Leading with my heart and managing my mind/ego, among other things, came through the day I left for the Dance.  I’d thought I had procrastinated my ties.  Instead, I realized that unconsciously I had waited.  Waited until I could get out of the way allowing for what was really needed to come though.  I had waited for my ego to get out of the way.

The Dance was a hard one in many ways and still I felt cradled in exactly the best way possible.  Incredible lightning and thunder, a downpour.  Intense heat.  Dust.  Confrontations with myself.  Uninterrupted connectivity to the Tree.  A full moon.  The drum.  Songs.  Opportunities to listen.  Hearing the sound of my flesh being cut from my body, incredibly loud in my ears, like stormy ocean waves crashing to the beach.   The fullness of my prayers.  Babies.  Catching my ego flare.  Ravens on the wing, their voices evoking joy in my body and calling my attention to them over and over.  Raven, who’s medicine supports my going into the darkness of my mind to bring out the light of understanding as loving kindness to illuminate my heart.
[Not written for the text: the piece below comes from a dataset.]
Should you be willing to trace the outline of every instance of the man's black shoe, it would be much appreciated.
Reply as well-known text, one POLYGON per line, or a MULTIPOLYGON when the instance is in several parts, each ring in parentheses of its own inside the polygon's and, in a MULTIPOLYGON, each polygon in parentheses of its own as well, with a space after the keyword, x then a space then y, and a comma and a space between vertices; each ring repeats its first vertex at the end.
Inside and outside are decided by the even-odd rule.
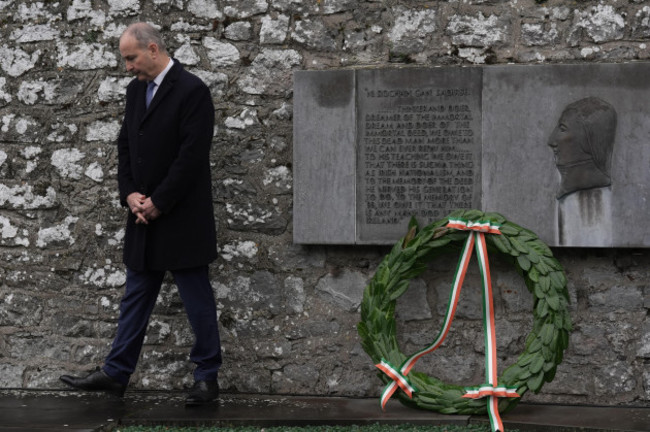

I came away from the Dance with more questions than answers.  My landing, or re-entry as some folks call it, was immediate and intense.  Day one, I laid low, oddly baking a peach pie in 90+ degree heat.  I avoided the festivities of the Fourth of July.  I found it a BS celebration.   Freedom and independence really a bore that pissed me off.  Freedom and independence my ass!  Not for the Indigenous Peoples, nor the African Peoples, or even the exploited Chinese.  How can I possible celebrate when this truth lay beneath the colorful noise of fireworks?  Sometime during this day was the first time I got a message about how the prayers in this years ties would be answered.  Then again the next day, the same message and a tool for guidance.  Medicine that has waited for the right time to come forward, augment my work.  I admit, I’m afraid.  I turn in, I laugh in the face of my fear – for on the other side of darkness is light, liberation, a happy heart.   Isn’t this what I prayed for?  Yes, and still, I wasn’t ready for shadow work.  It’s time though.  No more dipping my toes into the dark waters.  Time to dive in.  Having medicine for my personal work, having medicine be my work in the world, I shall receive.  My willing heart will lead me into the scary crevasses of my mind.  The medicine and self-love will illuminate the darkness.  Everything I want is on the other side of fear.

These ways are “not old ways, they are alive and we are living them today”, said an Elder Just like the dust in my moccasin, the Tree and the Dance are alive in me.  Answering my prayers.